Les questions d’intérêt national ne sont plus débattues sur la place publique. Les opinions sur les problématiques de l’heure - complexes et multiples - ne s’expriment que dans les espaces clos. Ce silence n’est certainement pas volontaire, encore moins le fait d’un choix politique délibéré. Il est révélateur d’une appréhension de plus en plus grandissante. Emprisonnement, régime de contrôle judiciaire et risque de dissolution intimident et contraignent les partis politiques - ceux de l’opposition démocratique tout particulièrement - à une vie restreinte. Ils vivent sous la menace d’une épée de Damoclès suspendue au-dessus de leur tête. Cette situation inédite a eu des conséquences paralysantes qui sont allées au-delà des partis eux-mêmes et de leurs militants pour déteindre outrageusement sur l’ensemble de la société. L’enthousiasme libérateur de la jeunesse de Février s’est mû en désespoir castrateur.

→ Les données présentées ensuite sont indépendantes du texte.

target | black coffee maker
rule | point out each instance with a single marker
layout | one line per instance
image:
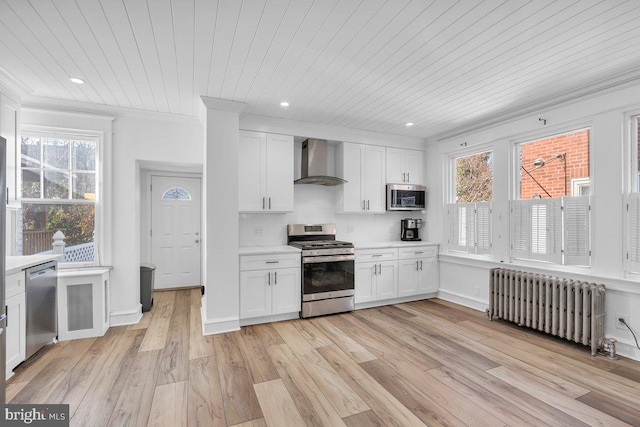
(409, 229)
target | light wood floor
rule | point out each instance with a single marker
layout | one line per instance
(421, 363)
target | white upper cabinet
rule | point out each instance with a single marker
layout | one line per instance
(405, 166)
(10, 130)
(363, 167)
(265, 172)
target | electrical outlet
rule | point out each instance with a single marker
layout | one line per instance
(619, 324)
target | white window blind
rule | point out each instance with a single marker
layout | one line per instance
(633, 232)
(553, 230)
(469, 227)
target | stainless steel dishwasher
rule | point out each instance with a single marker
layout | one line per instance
(41, 307)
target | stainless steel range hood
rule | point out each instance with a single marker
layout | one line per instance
(314, 164)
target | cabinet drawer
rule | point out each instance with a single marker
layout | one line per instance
(268, 262)
(382, 254)
(14, 284)
(418, 252)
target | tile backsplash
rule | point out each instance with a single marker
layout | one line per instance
(315, 204)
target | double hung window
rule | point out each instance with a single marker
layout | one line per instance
(59, 194)
(551, 216)
(469, 218)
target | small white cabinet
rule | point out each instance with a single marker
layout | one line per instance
(83, 303)
(362, 166)
(418, 270)
(376, 275)
(265, 172)
(405, 166)
(269, 285)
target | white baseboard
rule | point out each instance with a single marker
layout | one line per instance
(269, 319)
(122, 318)
(464, 300)
(400, 300)
(219, 326)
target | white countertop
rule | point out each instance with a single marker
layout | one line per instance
(394, 244)
(16, 264)
(268, 250)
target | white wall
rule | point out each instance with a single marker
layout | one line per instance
(137, 140)
(465, 278)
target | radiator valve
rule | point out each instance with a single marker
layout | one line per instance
(610, 347)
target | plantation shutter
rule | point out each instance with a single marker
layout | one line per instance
(633, 232)
(577, 239)
(520, 228)
(554, 230)
(483, 228)
(470, 241)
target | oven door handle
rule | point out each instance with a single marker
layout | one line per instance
(328, 258)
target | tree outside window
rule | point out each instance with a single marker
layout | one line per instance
(474, 178)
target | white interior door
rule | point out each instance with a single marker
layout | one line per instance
(175, 231)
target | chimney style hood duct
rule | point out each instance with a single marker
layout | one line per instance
(314, 164)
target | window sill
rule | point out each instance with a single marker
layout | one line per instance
(612, 283)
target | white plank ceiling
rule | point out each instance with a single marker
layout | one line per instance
(366, 64)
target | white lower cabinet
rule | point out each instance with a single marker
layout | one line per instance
(390, 273)
(269, 285)
(418, 270)
(376, 275)
(16, 331)
(83, 303)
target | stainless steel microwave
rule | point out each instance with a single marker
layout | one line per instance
(406, 197)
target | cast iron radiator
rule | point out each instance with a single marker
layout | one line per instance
(565, 308)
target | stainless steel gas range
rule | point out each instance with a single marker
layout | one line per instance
(327, 269)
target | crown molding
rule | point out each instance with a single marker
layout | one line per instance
(602, 87)
(87, 108)
(13, 84)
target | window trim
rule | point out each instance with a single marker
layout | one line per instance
(102, 235)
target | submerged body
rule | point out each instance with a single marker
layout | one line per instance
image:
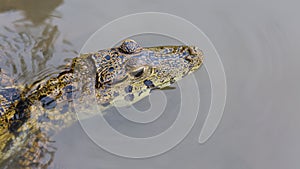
(119, 76)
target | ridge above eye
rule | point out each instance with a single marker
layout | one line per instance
(130, 46)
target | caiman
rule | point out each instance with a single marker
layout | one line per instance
(119, 76)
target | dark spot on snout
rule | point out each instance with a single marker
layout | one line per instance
(111, 69)
(149, 83)
(107, 57)
(128, 89)
(48, 102)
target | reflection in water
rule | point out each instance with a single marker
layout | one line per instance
(36, 11)
(25, 50)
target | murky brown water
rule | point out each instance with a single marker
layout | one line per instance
(258, 44)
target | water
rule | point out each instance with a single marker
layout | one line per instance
(258, 44)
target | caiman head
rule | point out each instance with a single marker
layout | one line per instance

Il s’est alors créé, et petit à petit, un déficit politique qui, à son tour, a engendré inexorablement un vide vertigineux auquel s’adosse le pays. Ce n’est guère rassurant. Faut-il rappeler que la politique et son corollaire démocratique ont vocation à résoudre les contradictions qui traversent la société de manière paisible et pacifique. Ils structurent rationnellement la société dans des regroupements autour de projets et de visions du monde librement constitués. La politique donne sens et vie à un pays. L’éteindre, c’est créer les conditions d’une glaciation sociale. Faute de vie politique sérieuse, des sociétés et des nations ont connu des destins funestes…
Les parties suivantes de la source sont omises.